Entre le 23 mars et 24 juillet, la voilà lancée dans 34 escapades insolites, au cours desquelles le goût de l’autre et la bienveillance se mêlèrent à la curiosité. Bien sûr, le lecteur pourra hésiter face à la localisation précise des lieux visités. Décrire la région proche de Saint Nazaire, à l’embouchure de la Loire, pourrait sembler réservé aux seuls familiers de la région. Pourtant, il y a une dimension universelle dans cette démarche sensible et gourmande qui cherche à ouvrir les yeux sur tout ce qui nous entoure. Trop souvent, notre regard survole, notre attention papillonne, notre intérêt s’éparpille. Là, Michelle Adam s’attache aux détails, insiste sur l’insignifiant, révèle l’invisible.

Il est possible d’établir un parallèle entre cette déambulation et l’étude de territoire d’une équipe de prévention spécialisée. Lors d’une implantation dans un nouveau quartier, les éducs de rue agissent de la même façon, pour mieux connaître les recoins de l’espace où ils vont intervenir et pour croiser les habitants, au hasard des rencontres. La différence, c’est que leur cheminement cherche aussi à se faire voir, identifier et accepter, ce qui n’est pas le cas de l’auteure. Pourtant ce qu’ils partagent en commun, c’est ce même souci de découvrir, de comprendre et de se familiariser.

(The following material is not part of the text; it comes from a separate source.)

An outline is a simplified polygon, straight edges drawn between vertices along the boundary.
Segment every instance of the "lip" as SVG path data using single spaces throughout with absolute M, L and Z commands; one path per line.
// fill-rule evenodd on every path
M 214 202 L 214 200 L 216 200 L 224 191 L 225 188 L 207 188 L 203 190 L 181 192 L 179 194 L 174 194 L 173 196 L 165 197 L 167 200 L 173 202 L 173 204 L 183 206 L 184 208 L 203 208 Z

Mais, au fait qu’y trouve-t-on, exactement, dans ce récit ? L’auteure décrit très bien sa démarche : « ce livre n’est pas un guide à l’instar du guide du Routard ou du Guide Michelin, c’est un simple récit de rencontres avec des gens, des paysages, une faune sauvage, des fontaines et des lieux de mémoire ». Cet art consommé de l’observation, Michelle Adam l’a cultivé toute sa carrière d’éducatrice, rompue au décodage des situations abordées. Voilà une déformation professionnelle bienvenue !

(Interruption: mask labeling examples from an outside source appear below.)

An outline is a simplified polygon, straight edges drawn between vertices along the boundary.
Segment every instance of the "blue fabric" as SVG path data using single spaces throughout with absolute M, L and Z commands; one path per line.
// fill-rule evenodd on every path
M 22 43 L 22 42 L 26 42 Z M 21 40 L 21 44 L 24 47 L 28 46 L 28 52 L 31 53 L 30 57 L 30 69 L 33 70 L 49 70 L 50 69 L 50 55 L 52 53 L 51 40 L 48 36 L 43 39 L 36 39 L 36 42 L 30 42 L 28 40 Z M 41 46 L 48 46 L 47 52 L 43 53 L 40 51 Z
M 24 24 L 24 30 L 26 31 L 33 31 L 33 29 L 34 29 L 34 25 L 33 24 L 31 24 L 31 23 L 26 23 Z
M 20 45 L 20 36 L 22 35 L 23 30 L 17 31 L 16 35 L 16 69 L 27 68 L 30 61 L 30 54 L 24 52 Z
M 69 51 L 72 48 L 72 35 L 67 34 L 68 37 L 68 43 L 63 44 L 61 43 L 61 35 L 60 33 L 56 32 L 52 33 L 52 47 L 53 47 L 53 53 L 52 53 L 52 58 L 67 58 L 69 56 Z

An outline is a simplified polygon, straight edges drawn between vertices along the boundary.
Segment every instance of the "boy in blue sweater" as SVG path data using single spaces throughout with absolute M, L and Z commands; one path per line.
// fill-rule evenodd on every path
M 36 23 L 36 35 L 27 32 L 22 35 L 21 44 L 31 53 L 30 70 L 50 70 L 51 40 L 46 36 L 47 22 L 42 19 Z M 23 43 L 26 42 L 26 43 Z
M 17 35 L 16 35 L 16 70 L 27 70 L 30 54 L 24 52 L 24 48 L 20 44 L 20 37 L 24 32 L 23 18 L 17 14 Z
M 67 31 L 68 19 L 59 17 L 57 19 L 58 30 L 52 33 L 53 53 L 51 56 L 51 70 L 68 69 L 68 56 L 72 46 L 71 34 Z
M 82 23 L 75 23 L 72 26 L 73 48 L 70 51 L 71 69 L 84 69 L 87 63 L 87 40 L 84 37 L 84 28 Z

Il y a ces lieux dotés d’une banalité remarquable. Ceux qui nous voient passer depuis tant d’années, mais que nous avons perdu l’habitude de regarder, les ignorant quand nous les croisons. C’est cette épicerie de jadis, pourtant encore vaillante, dont l’auteure se plait à humer les chaleureuses odeurs. Vous savez, celles-là même où voisinaient à côté de la nourriture ces boules de bleu pour blanchir le linge. Ce sont ces chapelles, ces calvaires, ces monuments aux morts ou ces statues insolites qui trônent comme autant de marqueurs de notre histoire. Ce sont aussi ces plaques commémoratives de parfaits inconnus … que personne ne cherche plus depuis longtemps à connaître ! Qui sait encore la vie de Madeleine Brès qui eut l’honneur d’être la première femme à devenir médecin en 1875 ?

Et puis, il y a toutes ces rencontres inattendues autant qu’éphémères. Rachid, croisé dans un abribus, jeune homme sans logis à qui Michel Adam ne peut s’empêcher, chasser le naturel il revient au galop, de proposer de le mettre en contact avec les services pouvant l’aider. Mais la solidarité n’est pas à sens unique. A preuve, cet ouvrier qui lui propose son aide, alors que par maladresse, elle chute brutalement à terre. Au gré de ses pérégrinations, elle engage la conversation avec cette vieille dame que son chien promène chaque jour. Ou encore cette jeune Erythréenne, assise à côté d’elle, qui épuisée par sa journée de travail de 11h, s’endort, laissant sa tête s’affaisser sur son épaule. Et puis ce vieux monsieur d’environ 70 ans aux paupières gonflées de ceux que la vie n’a pas épargnés et qui seraient déjà mort sans les perfusions du sang de la vigne.

 

Voilà un écrit déroutant qui réhabilite le temps qui passe et le rythme lent de la vie. Il donne du sens à l’insignifiant. Il donne de l’importance au futile. Il se focalise sur le négligeable. Le lecteur pressé se lassera peut-être. D’autres seront pris par la magie du verbe et la force poétique de cette improbable déambulation. Au risque, allez savoir, de sortir à leur tour de chez eux pour s’en aller flâner au hasard. Il ne suffit pas de grand-chose pour entamer l’aventure de la découverte de ce qui est sous nos yeux mais que nous ignorons si souvent.